People who make these types of arguments seem to lack an understanding of how theories are developed. Theories are not just “ideas” of how the world works. As we all learned somewhere in our education, the scientific method ensures that theories once developed are tested to make sure they are consistent, in a statistically significant way, with what actually happens. Thus, the theory of evolution is not some pie-in-the-sky concept Darwin dreamt up one night while aboard the Beagle. Similarly, economic theory is robustly tested and economists fiercely debate the implication and application of various theoretical economic models.
Sometimes economic theory is so powerful, and so insightful, that it offers policymakers and businesspeople a better way to think about the challenges they face. Recently two widely respected macroeconomists, V. V. Chari and Patrick Kehoe, both the University of Minnesota and Federal Reserve Bank of Minneapolis, set out to demonstrate how macroeconomic theory has influenced economic policymaking.

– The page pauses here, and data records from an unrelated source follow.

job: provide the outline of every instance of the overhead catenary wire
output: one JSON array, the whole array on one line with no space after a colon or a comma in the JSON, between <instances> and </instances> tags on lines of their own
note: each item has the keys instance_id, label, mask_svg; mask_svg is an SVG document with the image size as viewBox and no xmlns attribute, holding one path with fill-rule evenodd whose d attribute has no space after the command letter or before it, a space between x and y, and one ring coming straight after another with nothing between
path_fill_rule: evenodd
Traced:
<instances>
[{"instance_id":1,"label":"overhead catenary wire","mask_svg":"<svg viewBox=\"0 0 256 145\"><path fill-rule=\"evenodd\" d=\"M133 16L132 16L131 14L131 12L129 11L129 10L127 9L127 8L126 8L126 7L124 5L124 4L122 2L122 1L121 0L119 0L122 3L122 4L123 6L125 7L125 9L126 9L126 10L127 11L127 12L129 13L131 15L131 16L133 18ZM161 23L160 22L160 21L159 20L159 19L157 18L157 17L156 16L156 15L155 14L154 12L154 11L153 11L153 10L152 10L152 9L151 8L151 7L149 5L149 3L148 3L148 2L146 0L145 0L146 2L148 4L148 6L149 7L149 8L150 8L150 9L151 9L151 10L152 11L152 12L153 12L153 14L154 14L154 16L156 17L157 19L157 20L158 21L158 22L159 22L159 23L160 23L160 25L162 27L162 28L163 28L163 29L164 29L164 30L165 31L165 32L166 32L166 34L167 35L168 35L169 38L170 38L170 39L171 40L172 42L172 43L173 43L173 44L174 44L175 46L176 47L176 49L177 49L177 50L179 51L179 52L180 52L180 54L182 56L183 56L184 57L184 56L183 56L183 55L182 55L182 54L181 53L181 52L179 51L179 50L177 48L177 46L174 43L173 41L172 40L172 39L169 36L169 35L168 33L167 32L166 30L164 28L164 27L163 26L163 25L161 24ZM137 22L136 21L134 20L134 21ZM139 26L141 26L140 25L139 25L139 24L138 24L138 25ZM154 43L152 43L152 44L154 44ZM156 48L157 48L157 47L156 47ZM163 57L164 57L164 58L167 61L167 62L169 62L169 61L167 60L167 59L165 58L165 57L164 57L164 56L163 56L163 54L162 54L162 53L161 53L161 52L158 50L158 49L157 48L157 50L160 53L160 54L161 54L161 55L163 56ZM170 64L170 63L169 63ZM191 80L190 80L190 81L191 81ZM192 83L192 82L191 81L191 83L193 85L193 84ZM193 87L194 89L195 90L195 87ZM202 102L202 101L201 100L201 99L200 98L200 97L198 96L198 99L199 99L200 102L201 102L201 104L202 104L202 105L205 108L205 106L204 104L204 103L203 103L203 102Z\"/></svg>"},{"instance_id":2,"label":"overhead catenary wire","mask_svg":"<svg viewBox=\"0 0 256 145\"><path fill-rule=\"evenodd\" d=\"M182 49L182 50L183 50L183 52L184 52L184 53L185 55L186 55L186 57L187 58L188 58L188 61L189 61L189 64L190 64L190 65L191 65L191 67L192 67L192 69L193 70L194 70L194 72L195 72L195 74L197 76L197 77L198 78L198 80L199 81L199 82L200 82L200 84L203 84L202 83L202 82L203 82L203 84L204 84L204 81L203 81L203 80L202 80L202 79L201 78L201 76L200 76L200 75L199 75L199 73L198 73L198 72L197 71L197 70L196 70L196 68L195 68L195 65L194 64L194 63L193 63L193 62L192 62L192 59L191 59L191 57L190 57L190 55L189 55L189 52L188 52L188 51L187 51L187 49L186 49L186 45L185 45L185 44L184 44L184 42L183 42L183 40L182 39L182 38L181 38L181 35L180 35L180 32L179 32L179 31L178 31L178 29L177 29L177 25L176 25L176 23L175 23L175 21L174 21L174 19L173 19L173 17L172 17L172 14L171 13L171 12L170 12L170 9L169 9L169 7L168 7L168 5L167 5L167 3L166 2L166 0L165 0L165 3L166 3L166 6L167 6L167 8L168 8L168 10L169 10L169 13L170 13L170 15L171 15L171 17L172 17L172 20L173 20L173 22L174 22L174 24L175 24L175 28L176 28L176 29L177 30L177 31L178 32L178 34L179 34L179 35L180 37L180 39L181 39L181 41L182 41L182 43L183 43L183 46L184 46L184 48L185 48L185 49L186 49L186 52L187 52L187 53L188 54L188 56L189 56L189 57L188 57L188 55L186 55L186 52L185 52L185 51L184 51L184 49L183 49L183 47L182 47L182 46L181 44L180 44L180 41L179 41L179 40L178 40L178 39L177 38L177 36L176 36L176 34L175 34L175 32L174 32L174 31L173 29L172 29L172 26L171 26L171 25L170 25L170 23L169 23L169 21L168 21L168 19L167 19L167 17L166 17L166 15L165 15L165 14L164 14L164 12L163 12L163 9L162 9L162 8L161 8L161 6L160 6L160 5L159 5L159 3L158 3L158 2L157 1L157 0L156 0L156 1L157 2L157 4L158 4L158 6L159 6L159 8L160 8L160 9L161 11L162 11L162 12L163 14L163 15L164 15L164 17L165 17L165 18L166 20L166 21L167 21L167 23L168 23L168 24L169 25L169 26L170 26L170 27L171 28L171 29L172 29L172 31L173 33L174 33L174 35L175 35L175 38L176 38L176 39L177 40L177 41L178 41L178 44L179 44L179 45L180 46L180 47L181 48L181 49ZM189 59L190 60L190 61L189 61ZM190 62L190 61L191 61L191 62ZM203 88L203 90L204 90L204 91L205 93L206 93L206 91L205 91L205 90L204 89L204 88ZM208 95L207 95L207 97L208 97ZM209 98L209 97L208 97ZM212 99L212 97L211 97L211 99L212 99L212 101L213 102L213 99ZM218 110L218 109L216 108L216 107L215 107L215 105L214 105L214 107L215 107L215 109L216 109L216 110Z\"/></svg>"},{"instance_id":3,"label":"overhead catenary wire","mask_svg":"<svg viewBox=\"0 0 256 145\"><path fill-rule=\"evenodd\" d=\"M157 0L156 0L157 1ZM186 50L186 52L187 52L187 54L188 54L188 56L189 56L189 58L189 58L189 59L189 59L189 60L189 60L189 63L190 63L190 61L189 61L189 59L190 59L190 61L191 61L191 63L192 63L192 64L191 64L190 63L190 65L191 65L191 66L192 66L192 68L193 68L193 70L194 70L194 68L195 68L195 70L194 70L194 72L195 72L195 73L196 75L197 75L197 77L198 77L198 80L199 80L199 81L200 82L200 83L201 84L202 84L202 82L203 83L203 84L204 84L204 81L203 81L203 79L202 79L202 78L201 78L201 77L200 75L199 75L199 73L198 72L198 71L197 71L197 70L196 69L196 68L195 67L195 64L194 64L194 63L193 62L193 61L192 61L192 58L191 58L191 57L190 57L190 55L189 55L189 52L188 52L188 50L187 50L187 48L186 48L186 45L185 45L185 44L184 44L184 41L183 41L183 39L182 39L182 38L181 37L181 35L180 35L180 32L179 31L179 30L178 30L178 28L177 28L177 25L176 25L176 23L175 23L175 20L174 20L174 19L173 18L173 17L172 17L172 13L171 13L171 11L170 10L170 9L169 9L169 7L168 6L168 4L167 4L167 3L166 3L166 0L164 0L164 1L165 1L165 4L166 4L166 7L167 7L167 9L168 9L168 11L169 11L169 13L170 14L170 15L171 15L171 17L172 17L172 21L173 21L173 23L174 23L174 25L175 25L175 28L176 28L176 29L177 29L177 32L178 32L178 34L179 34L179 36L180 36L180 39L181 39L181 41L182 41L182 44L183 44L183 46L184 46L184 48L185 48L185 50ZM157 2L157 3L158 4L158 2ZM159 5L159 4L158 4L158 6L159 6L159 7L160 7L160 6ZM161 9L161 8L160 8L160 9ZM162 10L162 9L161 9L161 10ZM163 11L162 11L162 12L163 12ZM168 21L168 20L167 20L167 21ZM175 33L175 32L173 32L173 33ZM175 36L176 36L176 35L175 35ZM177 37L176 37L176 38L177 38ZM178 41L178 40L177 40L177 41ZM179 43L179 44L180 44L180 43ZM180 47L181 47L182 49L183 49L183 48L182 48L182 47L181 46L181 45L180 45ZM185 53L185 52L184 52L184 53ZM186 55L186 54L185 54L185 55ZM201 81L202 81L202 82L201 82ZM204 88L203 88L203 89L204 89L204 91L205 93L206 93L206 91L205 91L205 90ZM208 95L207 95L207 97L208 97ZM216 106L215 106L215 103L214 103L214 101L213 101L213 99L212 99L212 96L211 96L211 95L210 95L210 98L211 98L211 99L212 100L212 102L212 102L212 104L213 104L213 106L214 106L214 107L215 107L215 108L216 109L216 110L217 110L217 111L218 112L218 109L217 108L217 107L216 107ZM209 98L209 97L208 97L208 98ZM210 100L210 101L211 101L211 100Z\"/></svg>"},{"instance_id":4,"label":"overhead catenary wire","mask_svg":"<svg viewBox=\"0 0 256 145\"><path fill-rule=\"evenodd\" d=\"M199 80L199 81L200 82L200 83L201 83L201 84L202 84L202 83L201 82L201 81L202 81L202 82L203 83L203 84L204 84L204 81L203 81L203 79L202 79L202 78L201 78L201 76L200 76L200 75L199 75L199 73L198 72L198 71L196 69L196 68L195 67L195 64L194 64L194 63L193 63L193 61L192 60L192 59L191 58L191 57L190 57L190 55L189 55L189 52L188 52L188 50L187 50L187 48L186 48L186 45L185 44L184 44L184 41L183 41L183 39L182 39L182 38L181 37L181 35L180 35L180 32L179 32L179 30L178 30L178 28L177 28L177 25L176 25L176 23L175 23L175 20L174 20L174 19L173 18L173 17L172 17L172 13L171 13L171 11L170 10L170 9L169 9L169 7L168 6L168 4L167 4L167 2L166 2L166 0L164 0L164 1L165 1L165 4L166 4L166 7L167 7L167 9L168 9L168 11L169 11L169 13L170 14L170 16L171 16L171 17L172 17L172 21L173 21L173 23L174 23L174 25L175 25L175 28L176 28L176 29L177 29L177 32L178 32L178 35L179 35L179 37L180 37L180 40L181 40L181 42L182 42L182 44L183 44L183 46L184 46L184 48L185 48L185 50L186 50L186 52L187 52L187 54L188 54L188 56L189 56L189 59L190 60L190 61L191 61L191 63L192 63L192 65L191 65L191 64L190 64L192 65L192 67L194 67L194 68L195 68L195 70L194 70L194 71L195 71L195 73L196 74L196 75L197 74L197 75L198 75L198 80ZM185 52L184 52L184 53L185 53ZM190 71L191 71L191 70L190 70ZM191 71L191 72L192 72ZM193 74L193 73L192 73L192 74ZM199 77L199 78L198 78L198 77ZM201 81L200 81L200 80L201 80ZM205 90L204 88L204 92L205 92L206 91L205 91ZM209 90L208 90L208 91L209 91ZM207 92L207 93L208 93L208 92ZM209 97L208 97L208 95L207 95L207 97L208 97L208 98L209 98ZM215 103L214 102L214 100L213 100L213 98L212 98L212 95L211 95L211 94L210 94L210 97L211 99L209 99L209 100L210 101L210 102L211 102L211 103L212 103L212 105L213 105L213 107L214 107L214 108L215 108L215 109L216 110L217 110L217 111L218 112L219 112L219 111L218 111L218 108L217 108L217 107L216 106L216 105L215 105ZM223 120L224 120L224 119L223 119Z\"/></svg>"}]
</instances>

Macroeconomic Theory and Monetary Policy
Their work “Modern Macroeconomics in Practice: How Theory Is Shaping Policy” appears in the Fall 2006 edition of the Journal of Economic Perspectives, while an abbreviated version of that paper appears this month in the 2006 Annual Report of the Federal Reserve Bank of Minneapolis.
Chari and Kehoe skillfully explain how the Robert Lucas’ Lucas Critique, Kydland and Prescott’s time inconsistency critique, and dynamic stochastic general equilibrium models have resulted in politically independent central banks that place an emphasis on rule-based price level stability.
The most dramatic example of this the European Central Bank. The Maastricht Treaty which established the ECB, lays its independence from short sighted politicians and it states that “the primary objective” of ECB is to “maintain price stability.” This is an excellent example of how economic theory played a direct hand in shaping policy.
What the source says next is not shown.